Will an American win the 100th anniversary Giro d’Italia?
It’s been more than 20 years since an American won the Giro d’Italia (Andy Hampsten in 1988), and this, the 100th anniversary of the Giro, is as good a time as any for an American to don the maglia rosa once again.
OK, maybe I’m looking at it through rosa-colored glasses, but the stars may be aligned for this to be the year.
I’m picking American Levi Leipheimer.
Leipheimer’s team, Astana, is stacked with grand-tour veterans, including Mr. Seven-time Tour de France winner Lance Armstrong. Riding alongside them will be American mountain goat Chris Horner, Yaroslav Popovich (whom Armstrong has a way of motivating), Chechu Rubiera (a faithful lieutenant of Armstrong over the years) and Janez Brajkovic (a former Tour de Georgia winner.)
Although Armstrong and Leipheimer are co-leaders of the team, I’m saying Leipheimer’s the guy. He is “on form” as they say, with stage race victories in the Tour of California and the Vuelta a Castilla y León, where Armstrong’s Giro preparation was dealt a blow with a broken collarbone last month. Lepheimer also won the Tour of the Gila, an American continental race, last week.
Beyond Leipheimer and Astana, the two American teams also are sending strong squads to Italy …
– Garmin-Slipstream features five time-trial specialists as it rolls to defend it’s TTT in last year’s race: David Zabriskie, David Millar, Christian Vande Velde, Danny Pate, and Bradley Wiggins. Vande Velde could contend for the overall, tho I’m thinking he’s still in tune-up mode for the Tour de France. American Tom Danielson is a strong climber and could stay with Vande Velde or the “heads of state” as Paul Sherwen likes to say, in the mountains.
– Columbia-High Road features a squad that includes G.C. contender Mick Rogers, along with mountain goats Thomas Lovqvist and Konstantin Sivtsov, who won the Tour de Georgia last year.
On the other side of the pond, all eyes will be on the Italians, primarily Ivan Basso of Liquigas in his return to Grand Tour racing after serving a doping suspension.

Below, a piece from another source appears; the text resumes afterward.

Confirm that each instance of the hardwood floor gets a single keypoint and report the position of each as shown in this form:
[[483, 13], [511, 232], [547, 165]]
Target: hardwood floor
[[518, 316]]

But Lampre has two contenders in Damiano Cunego and Marzio Bruseghin, and former Giro winners Gilberto Simoni of Serramenti PVC Diquigiovanni and Danilo Di Luca of LPR Brakes cannot be counted out.
Defending Tour de France winner Carlos Sastre of Cervelo TestTeam and Rabobank’s two-time Vuelta winner Denis Menchov are major threats for the overall, as well. Two up-and-comers who bear watching are Graeme Brown of Rabobank and Lars Bak of Saxo Bank.
For the sprinters, two of the big names are missing: Big Tom Boonen of Quick Step and Robbie McEwen of Katusha. But the best in the world — Mark Cavendish of Columbia-High Road — is on board to contest the sprints with Filippo Pozzato of Katusha, J.J, Haedo of Saxo Bank and Tyler Farrar of Garmin-Slipstream.
Oh, and Olympic TT champ and three-time world TT champ Big Fabian Cancellara will be on hand to dominate the individual time trials.
It should be three eventful weeks in Italy.